---excerpted from Travels in the History of Architecture
Mycenae isn’t exactly Greek, but was always thought so, and thus from an early stage efforts were under way to tie it culturally to later Greek institutions, artistic forms and stories. Nineteenth-century excavators never deciphered Linear b, the Mycenaean script, a non-Greek alphabet for a proto-Greek language. But so strong was their wish to link their discoveries to the weightiest written remains of Greek civilization that they named the most magnificent burials that they found after Agamemnon and Clytemnestra, whom they knew from tragedy and epic.
This habit of linking the legendary past with specific places and objects was nothing new. The ancient Greeks themselves were always doing it, and Pausanias, travelling round in the second century ad, was shown Helen’s bath, Patroklos’ breastplate and Hippodameia’s bed. Temples by his time resembled museums in collecting together works of high art and objects of historical or superstitious significance. Experienced observers like Pausanias were already discriminating among these categories and rejecting certain relics after sceptical inspection. In fact, Herodotus had shown the way six hundred years earlier.
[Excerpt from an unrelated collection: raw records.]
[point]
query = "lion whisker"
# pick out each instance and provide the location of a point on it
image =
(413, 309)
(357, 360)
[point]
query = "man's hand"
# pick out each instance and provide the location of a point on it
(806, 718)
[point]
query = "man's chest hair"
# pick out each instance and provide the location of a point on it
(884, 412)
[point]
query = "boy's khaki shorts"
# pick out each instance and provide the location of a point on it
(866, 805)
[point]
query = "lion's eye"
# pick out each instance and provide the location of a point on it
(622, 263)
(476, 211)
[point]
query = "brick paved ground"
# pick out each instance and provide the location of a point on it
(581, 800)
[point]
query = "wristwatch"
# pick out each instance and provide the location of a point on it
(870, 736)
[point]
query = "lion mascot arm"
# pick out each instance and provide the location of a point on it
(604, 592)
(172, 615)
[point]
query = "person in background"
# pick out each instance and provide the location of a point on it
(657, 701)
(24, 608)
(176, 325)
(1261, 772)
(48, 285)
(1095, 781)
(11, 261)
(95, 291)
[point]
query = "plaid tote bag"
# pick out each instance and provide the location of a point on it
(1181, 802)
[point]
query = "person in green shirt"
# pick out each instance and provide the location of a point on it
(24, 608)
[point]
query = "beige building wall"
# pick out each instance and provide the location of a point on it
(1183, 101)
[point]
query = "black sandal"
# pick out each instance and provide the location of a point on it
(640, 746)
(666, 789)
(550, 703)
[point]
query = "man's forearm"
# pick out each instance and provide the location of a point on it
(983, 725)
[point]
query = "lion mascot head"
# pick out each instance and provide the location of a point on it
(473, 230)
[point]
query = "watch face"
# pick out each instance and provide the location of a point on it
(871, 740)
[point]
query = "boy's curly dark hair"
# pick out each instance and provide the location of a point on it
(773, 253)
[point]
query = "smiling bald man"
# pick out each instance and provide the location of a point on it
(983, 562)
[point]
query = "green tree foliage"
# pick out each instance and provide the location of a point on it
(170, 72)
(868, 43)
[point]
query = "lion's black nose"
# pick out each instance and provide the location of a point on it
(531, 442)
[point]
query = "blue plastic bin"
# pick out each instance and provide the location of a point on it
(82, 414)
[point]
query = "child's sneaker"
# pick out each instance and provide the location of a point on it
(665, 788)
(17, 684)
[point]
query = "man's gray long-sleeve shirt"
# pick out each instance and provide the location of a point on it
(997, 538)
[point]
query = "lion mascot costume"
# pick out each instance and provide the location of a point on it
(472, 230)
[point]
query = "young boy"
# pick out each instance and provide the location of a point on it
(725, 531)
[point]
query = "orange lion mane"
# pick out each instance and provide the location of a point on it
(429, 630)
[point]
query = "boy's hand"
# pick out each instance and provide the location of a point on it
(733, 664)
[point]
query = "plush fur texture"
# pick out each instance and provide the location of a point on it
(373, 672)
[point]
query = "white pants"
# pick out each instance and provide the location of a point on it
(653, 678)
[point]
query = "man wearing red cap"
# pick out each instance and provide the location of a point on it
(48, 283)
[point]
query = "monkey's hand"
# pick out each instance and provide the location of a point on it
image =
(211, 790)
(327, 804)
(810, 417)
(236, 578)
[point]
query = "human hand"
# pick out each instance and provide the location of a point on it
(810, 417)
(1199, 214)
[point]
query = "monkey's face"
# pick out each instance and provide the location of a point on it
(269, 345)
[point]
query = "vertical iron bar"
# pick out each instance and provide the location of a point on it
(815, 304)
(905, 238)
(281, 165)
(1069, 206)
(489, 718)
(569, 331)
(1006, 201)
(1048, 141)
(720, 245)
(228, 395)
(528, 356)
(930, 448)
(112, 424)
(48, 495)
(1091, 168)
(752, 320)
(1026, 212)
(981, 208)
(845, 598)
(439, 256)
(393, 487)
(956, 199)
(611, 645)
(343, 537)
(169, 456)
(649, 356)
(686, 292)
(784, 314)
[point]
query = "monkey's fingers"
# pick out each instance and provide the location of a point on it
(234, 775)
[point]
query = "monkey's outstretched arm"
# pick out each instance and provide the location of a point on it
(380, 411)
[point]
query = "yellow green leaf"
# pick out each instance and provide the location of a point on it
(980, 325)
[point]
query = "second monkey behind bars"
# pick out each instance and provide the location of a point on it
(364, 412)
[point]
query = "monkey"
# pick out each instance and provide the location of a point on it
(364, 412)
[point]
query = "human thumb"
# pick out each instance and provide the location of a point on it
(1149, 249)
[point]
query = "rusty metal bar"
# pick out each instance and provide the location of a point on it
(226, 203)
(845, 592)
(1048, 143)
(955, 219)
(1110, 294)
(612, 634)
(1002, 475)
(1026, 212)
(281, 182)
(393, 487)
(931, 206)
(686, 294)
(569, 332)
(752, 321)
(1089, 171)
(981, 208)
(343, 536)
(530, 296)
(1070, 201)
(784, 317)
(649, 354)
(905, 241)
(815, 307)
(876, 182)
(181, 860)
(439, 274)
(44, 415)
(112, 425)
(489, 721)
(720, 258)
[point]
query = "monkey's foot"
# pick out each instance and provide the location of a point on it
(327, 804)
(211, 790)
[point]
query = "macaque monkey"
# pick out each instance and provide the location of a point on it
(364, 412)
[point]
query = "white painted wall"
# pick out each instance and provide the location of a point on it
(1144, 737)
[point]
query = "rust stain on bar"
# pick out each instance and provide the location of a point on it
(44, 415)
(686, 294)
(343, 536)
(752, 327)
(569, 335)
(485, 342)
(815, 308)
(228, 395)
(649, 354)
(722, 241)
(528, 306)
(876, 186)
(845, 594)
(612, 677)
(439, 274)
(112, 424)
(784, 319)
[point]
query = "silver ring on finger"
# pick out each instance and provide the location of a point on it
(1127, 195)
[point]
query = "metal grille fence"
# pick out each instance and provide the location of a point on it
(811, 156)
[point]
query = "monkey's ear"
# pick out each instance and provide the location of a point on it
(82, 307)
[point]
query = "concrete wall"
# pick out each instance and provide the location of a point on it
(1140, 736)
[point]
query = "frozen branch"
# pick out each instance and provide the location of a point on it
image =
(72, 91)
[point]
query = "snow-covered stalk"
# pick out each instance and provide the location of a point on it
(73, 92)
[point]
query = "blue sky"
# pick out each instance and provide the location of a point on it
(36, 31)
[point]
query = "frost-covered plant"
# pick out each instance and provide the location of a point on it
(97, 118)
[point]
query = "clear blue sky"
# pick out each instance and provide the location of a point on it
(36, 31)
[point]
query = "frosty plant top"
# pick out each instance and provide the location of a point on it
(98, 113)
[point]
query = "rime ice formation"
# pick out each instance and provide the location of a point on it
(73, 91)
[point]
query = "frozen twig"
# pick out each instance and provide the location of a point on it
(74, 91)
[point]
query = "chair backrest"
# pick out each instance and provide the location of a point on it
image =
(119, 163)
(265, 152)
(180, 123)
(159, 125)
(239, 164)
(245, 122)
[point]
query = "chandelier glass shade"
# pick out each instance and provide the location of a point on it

Pausanias pays a kind of lip service to Mycenae, but it does not detain him long. Nowadays the landscape dominates the view, and the stone city is dwarfed by the stony place it sits in. Today different grey-green tones and yellow flowers impress the visitor, but this place was originally devised for a more violent existence. Even now the most entertaining elements are defences, like the secret passage through the walls to a hidden cistern, the maw that made Henry Miller think of snakes and which he balked at entering. There are, of course, more refined examples of masonry at Mycenae, like the beautifully tailored clefts running between sheer walls to the entrances of tholos tombs.
But the most powerful and meaningful Mycenaean constructions are the ruder Cyclopean walls, originally finished in their upper reaches with sun-dried bricks. Here we gauge best the distance between Greece and
Egypt: Greece from the start a conflict-ridden world, Egypt saved by geography and a unified state from large outlay on the fortification of every settlement. There is one other built form besides walls and gates to note at Mycenae because it portends so much for the future – the megaron, a large room sitting behind its columned court, framed by a porch and vestibule like its sacred descendants. From this unlikely source springs the greatest Greek contribution to the history of architecture, the Doric temple.